Ceux de Corneauduc
Cent vingt-troisième épisode
Chapitre XXIII
Braquemart d’airain s’est levé. Il pose un pied sur le banc et se cambre en posant poing sur la hanche et en pointant le Duc de son godet bien rempli.
– La confiance dont m’honore Messire le Duc est légendaire. Il sait ma lame forgée pour l’héroïsme. Aussi, quand le héraut annonça aux rues du bourg la guerre contre du Rang Dévaux, ne me voyant point mandé pour le soutenir en campagne, je compris sans tarder que ce silence m’appelait à mission plus dangereuse encore. Une mission que le Duc ne pouvait même me confier à voix haute...

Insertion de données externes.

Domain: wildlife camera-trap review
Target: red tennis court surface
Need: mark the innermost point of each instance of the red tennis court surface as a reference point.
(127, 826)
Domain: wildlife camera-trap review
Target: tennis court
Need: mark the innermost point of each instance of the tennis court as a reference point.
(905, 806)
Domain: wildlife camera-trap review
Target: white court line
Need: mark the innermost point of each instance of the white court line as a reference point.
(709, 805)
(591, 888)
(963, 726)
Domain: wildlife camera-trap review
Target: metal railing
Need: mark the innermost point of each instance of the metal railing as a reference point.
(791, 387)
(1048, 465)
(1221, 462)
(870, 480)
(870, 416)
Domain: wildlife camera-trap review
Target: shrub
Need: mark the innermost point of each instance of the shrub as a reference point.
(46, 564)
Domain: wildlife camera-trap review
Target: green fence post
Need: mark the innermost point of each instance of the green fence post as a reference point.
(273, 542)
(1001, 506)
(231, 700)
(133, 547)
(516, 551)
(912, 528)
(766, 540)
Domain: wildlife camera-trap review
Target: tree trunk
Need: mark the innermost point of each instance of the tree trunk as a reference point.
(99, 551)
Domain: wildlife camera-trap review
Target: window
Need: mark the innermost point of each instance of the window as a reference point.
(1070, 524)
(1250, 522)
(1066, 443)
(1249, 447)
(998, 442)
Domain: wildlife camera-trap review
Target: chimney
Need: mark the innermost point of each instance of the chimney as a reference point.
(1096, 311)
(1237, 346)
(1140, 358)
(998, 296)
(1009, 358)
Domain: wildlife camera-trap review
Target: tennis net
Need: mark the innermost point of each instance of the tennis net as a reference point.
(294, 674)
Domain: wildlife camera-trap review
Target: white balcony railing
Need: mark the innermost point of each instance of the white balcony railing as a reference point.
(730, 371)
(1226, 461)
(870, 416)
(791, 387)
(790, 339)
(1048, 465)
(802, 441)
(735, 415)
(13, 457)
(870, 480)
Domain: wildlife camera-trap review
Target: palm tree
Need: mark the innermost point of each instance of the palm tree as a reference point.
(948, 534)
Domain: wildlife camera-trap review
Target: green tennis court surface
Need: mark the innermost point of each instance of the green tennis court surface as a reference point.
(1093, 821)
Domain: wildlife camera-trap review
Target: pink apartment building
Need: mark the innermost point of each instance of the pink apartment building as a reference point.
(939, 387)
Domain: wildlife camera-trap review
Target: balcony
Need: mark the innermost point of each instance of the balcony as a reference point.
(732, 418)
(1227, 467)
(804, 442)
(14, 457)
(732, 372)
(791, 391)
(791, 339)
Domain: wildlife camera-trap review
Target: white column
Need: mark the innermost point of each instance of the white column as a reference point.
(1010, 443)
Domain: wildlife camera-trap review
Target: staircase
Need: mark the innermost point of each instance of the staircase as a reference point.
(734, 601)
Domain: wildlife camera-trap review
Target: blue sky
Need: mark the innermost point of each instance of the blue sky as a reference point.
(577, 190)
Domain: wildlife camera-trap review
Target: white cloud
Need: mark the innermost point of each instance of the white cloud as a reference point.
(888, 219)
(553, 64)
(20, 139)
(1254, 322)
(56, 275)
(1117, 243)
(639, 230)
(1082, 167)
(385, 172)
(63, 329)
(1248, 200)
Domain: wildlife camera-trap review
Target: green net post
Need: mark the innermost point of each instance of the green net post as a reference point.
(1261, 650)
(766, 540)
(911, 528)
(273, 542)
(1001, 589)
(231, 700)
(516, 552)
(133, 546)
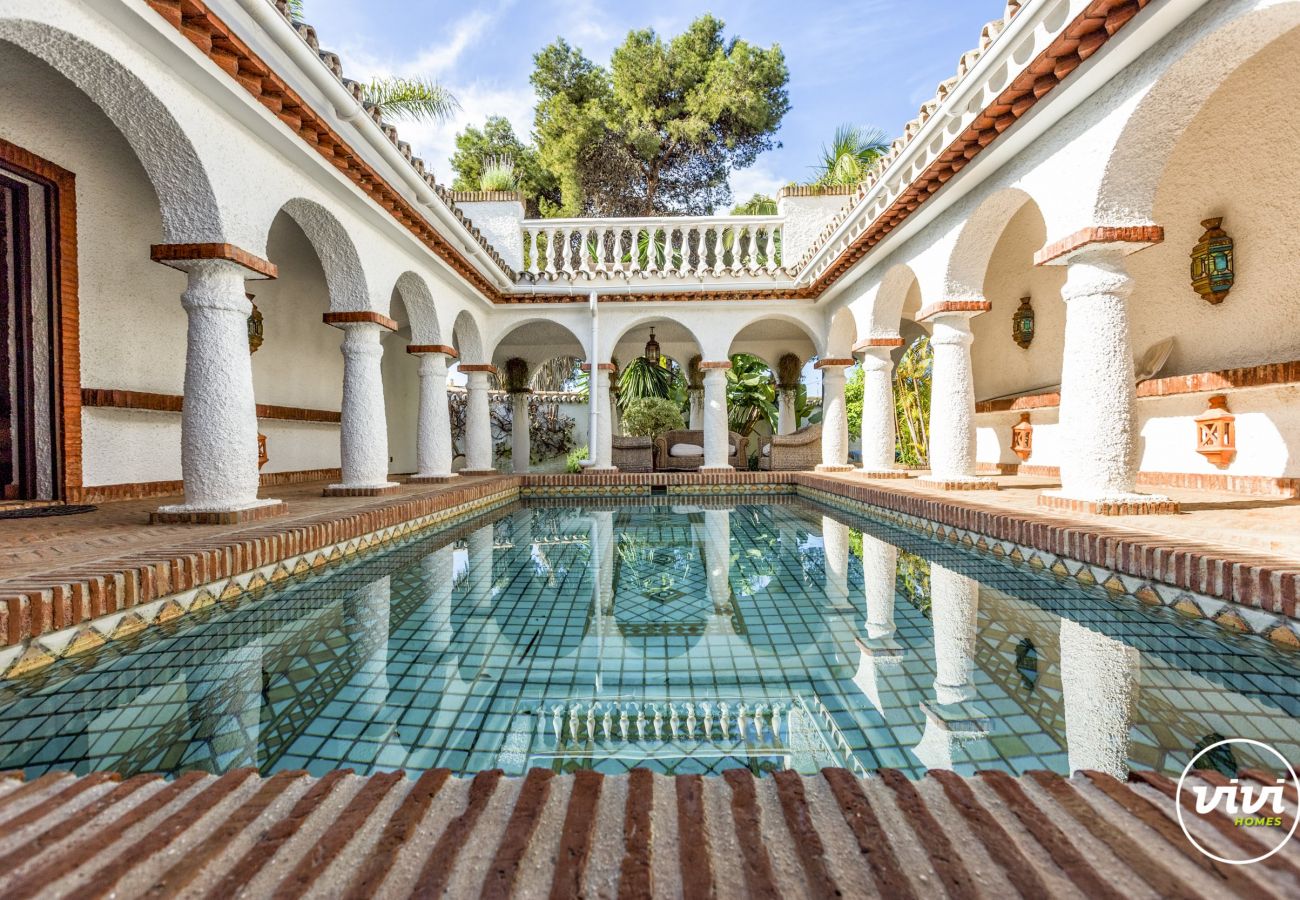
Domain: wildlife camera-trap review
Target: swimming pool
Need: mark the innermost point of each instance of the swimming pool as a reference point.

Braquemart avale godet entier et toise l’assistance. Mille fois sa langue a fait merveille, mille fois les rieurs et les indécis se sont tus, lorsque le verbe vif, le geste éloquent, il leur avait conté tumultes d’Orient, orages des déserts et créatures des cimes. Mais mille fois, l’assistance fut composée des trognes-à-goutte de Minnetoy-Corbières, des prétendants éconduits d’Isabelle Luret et des drôles qui survivaient à l’infâme cuisine du Sanglier Noir. Devant le Chevalier de Vailles et les soldats, l’œil encore frais, devant la Duchesse qui l’implore de mentir, Braquemart se sent plus emprunté, comme si la magie des mots allait lui manquer. Curieuse maladie que la peur. Heureusement, Alphagor Bourbier de Montcon dispose d’une pleine barrique de remède pour se soigner incontinent. Et il ne manque pas d’y puiser jusqu’à que verve lui revienne.

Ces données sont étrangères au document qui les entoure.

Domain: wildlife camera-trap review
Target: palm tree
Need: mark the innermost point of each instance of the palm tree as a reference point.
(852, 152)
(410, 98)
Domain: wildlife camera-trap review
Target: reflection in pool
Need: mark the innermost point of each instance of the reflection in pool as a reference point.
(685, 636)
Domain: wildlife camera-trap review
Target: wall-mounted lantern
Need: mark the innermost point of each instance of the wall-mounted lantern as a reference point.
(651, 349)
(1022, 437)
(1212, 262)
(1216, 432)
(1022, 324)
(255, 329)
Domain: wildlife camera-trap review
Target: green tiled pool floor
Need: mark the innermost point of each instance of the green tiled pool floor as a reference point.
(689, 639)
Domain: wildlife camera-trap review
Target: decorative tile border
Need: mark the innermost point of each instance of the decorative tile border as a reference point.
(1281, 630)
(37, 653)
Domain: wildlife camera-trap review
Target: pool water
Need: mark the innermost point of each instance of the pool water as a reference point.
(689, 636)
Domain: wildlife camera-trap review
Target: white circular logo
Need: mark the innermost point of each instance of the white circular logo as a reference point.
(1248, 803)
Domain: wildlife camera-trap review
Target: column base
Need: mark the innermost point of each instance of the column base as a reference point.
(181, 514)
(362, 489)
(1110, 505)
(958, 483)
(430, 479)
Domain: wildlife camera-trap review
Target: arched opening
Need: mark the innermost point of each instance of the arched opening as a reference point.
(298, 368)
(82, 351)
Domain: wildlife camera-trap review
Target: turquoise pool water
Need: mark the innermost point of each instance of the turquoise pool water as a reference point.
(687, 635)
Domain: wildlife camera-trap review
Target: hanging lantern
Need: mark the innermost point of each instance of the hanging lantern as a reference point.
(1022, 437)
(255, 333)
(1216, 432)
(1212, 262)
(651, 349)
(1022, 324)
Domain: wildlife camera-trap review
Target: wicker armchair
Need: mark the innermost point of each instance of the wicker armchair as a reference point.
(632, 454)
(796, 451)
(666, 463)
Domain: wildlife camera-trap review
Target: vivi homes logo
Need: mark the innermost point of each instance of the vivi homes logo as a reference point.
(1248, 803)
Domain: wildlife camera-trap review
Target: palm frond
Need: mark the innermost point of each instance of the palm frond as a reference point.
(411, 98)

– Si le Duc marchait sur du Rang Dévaux à la tête de l’armée, devoir m’incombait de le devancer pour vérifier que vile embuscade ne l’attendait pas aux murailles de la Baronnie. J’avais pour m’aider dans ma quête fidèle destrier, et non moins fidèle forgeron, balourd certes, mais capable de hardiesse lorsque situation l’exige...
– Bougremissel ! Que j’aime quand tu me racontes, Braquemart !
– ... et capable de se faire plus muet que tombe quand la situation devient délicate, coupe Braquemart en remplissant d’urgence le godet de Ventrapintes.